Los álamos y sauces del río son cobijo y ámbito propicio para las traviesas ardillas, donde juguetean nerviosas y emprenden súbitas cabriolas y carreras, como llevadas de repentinos impulsos, la cola esponjada y movediza. Suben, bajan, y de pronto, al descubrirnos y observarnos con preocupada curiosidad, quedan inmóviles o se esconden astutamente detrás de un tronco.¿A quién no ha impresionado alguna vez ese prodigio de agilidad que es la ardilla?
Es de admirar su destreza al trepar por troncos verticales o saltar ingrávidas de un árbol a otro, correteando inverosímilmente, leves como “el peso de paja de un suspiro”, por frágiles ramas.
Su alegría y vitalidad son contagiosas. Es como si sus irrequietos movimientos tradujeran impensadas sacudidas de quien se deja transir por un repentino entusiasmo, para poner guiños de júbilo irrefrenable en el boscaje donde se encuadra su diminuta figura del pardo color de la corteza.
Parece, pero no son esquivas.
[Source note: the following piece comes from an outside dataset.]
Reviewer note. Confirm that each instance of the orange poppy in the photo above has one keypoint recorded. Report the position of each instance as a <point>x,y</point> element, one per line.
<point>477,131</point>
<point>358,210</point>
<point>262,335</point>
Contra toda apariencia, no se puede decir razonablemente que sean esquivas. La prevención que muestran en principio hacia nosotros, cesa como por ensalmo y cambia en confiado acercamiento, cuando pacientemente la mano pródiga del hombre da en recompensar su amable cercanía.
Celebremos su presencia en nuestro entorno. Cuidemos esa amable presencia. Hagámoslas nuestras desde una natural predilección bien merecida por ellas.